Глухой удар… Еще один… Третий… Наконец, грохот взламываемой двери.

Все ждали новых звуков, и в этом ожидании было что-то болезненное. Почему там, наверху, они больше не двигались?

Почему слышны лишь медленные шаги одного человека по паркету?
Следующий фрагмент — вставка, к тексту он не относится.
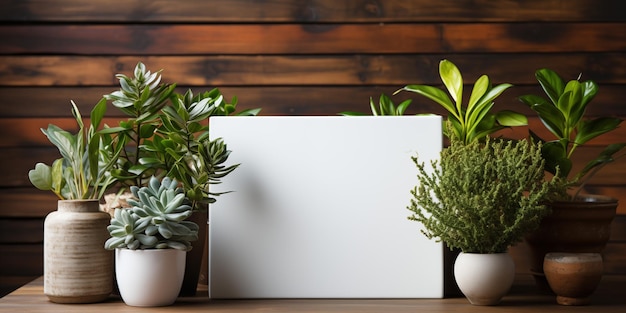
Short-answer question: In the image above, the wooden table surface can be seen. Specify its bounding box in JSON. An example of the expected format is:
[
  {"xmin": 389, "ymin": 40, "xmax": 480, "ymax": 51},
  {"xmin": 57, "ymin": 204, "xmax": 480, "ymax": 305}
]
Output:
[{"xmin": 0, "ymin": 275, "xmax": 626, "ymax": 313}]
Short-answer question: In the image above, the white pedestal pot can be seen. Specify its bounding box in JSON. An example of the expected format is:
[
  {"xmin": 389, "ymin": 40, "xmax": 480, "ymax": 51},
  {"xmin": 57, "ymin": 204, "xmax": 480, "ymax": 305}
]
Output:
[
  {"xmin": 454, "ymin": 252, "xmax": 515, "ymax": 305},
  {"xmin": 115, "ymin": 249, "xmax": 187, "ymax": 306}
]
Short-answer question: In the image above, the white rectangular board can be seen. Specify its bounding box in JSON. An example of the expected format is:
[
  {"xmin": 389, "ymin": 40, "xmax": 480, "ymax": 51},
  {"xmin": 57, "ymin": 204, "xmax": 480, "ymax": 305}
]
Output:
[{"xmin": 209, "ymin": 116, "xmax": 444, "ymax": 299}]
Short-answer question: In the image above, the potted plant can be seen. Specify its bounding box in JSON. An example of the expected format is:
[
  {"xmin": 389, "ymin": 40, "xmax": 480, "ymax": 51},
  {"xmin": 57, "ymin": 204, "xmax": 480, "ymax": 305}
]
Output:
[
  {"xmin": 396, "ymin": 60, "xmax": 553, "ymax": 305},
  {"xmin": 520, "ymin": 69, "xmax": 626, "ymax": 288},
  {"xmin": 408, "ymin": 137, "xmax": 551, "ymax": 305},
  {"xmin": 104, "ymin": 176, "xmax": 198, "ymax": 306},
  {"xmin": 28, "ymin": 99, "xmax": 117, "ymax": 303},
  {"xmin": 101, "ymin": 62, "xmax": 259, "ymax": 295}
]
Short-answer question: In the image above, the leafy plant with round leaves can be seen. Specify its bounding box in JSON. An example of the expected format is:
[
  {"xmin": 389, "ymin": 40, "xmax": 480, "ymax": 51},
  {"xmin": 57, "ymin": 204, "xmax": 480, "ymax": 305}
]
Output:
[
  {"xmin": 105, "ymin": 176, "xmax": 198, "ymax": 251},
  {"xmin": 394, "ymin": 60, "xmax": 527, "ymax": 144},
  {"xmin": 520, "ymin": 68, "xmax": 626, "ymax": 198},
  {"xmin": 28, "ymin": 99, "xmax": 120, "ymax": 200}
]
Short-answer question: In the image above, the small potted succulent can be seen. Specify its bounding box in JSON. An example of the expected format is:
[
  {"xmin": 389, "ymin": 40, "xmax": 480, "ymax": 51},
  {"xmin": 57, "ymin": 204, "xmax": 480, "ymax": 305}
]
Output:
[
  {"xmin": 28, "ymin": 99, "xmax": 116, "ymax": 303},
  {"xmin": 520, "ymin": 68, "xmax": 626, "ymax": 288},
  {"xmin": 105, "ymin": 176, "xmax": 198, "ymax": 306}
]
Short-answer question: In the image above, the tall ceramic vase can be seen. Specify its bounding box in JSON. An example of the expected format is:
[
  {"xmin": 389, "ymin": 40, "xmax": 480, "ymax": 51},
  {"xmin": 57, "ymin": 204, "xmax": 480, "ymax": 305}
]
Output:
[
  {"xmin": 454, "ymin": 252, "xmax": 515, "ymax": 305},
  {"xmin": 44, "ymin": 200, "xmax": 113, "ymax": 303}
]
Мадам Риво застыла, широко раскрыв глаза. Прокурор теребил усы. Жозефина Босолей от нервного напряжения была готова разрыдаться.
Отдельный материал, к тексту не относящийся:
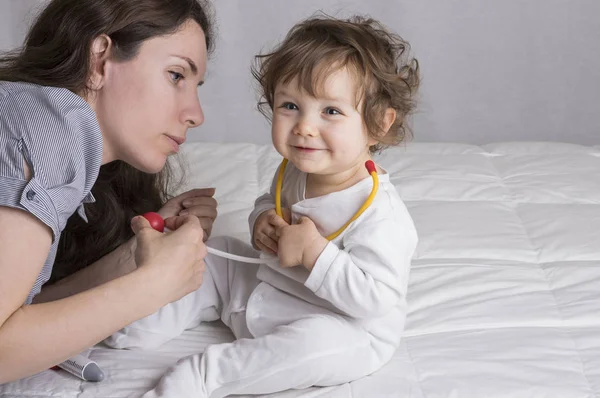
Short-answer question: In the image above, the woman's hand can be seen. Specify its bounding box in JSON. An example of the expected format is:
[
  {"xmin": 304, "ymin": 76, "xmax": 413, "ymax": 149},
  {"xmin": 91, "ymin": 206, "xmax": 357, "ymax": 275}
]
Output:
[
  {"xmin": 252, "ymin": 208, "xmax": 291, "ymax": 255},
  {"xmin": 158, "ymin": 188, "xmax": 217, "ymax": 242},
  {"xmin": 131, "ymin": 215, "xmax": 207, "ymax": 303}
]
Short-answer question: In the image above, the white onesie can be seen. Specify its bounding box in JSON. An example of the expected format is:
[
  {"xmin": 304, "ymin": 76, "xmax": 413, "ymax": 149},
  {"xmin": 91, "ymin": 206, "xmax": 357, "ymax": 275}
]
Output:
[{"xmin": 106, "ymin": 163, "xmax": 417, "ymax": 398}]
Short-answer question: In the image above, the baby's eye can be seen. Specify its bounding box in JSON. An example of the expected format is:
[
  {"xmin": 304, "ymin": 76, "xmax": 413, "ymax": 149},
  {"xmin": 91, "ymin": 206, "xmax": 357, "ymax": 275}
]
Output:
[
  {"xmin": 169, "ymin": 71, "xmax": 183, "ymax": 83},
  {"xmin": 280, "ymin": 102, "xmax": 298, "ymax": 111},
  {"xmin": 325, "ymin": 108, "xmax": 342, "ymax": 115}
]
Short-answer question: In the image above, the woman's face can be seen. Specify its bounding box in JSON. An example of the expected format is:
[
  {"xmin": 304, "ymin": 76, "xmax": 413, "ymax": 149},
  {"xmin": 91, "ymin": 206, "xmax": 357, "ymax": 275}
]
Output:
[{"xmin": 88, "ymin": 21, "xmax": 207, "ymax": 173}]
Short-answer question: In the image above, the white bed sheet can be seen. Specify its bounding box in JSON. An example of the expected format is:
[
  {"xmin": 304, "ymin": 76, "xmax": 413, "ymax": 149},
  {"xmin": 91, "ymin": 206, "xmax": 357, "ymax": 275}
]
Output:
[{"xmin": 0, "ymin": 142, "xmax": 600, "ymax": 398}]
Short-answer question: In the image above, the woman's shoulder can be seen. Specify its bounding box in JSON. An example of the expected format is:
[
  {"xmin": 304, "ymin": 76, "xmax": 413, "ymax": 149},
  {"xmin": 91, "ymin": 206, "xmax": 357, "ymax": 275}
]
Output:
[
  {"xmin": 0, "ymin": 82, "xmax": 102, "ymax": 236},
  {"xmin": 0, "ymin": 81, "xmax": 93, "ymax": 118}
]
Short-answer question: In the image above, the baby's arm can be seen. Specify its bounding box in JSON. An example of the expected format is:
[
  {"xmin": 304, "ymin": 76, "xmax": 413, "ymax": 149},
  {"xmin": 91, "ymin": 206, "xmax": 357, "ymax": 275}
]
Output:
[{"xmin": 305, "ymin": 216, "xmax": 417, "ymax": 318}]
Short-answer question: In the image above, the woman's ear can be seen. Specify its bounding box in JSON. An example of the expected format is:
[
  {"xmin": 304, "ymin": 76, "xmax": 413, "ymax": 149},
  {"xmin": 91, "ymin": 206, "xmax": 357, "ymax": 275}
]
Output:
[{"xmin": 87, "ymin": 34, "xmax": 112, "ymax": 91}]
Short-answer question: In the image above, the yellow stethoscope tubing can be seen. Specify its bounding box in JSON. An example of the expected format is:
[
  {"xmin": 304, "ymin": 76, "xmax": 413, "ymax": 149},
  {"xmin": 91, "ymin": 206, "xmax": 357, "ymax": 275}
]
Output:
[{"xmin": 275, "ymin": 159, "xmax": 379, "ymax": 240}]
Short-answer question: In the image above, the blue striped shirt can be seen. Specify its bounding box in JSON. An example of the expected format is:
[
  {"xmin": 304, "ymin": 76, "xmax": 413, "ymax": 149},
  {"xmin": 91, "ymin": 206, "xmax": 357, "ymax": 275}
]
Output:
[{"xmin": 0, "ymin": 82, "xmax": 102, "ymax": 304}]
— Они, должно быть, мертвы! — медленно, глядя в потолок, сказал Мегрэ.

— Как?.. Что такое вы говорите?

Мадам Риво вздрогнула, лицо ее исказилось, с безумными глазами она бросилась к комиссару.

— Это неправда!.. Скажите, что это неправда!..

Опять шаги… Дверь открылась… Вошел Ледюк, волосы его были растрепаны, пиджак наполовину разорван, вид его был мрачен.

— Мертвы?

— Оба!

Он остановил мадам Риво, которая хотела выйти.

— Не сейчас…

— Это неправда! Я знаю, это неправда! Я хочу видеть… Она была близка к обмороку. Ее мать не знала, как себя держать, что делать. Господин Дюурсо неотрывно смотрел на ковер. Создалось впечатление, что происшедшее его огорчило и потрясло больше всех.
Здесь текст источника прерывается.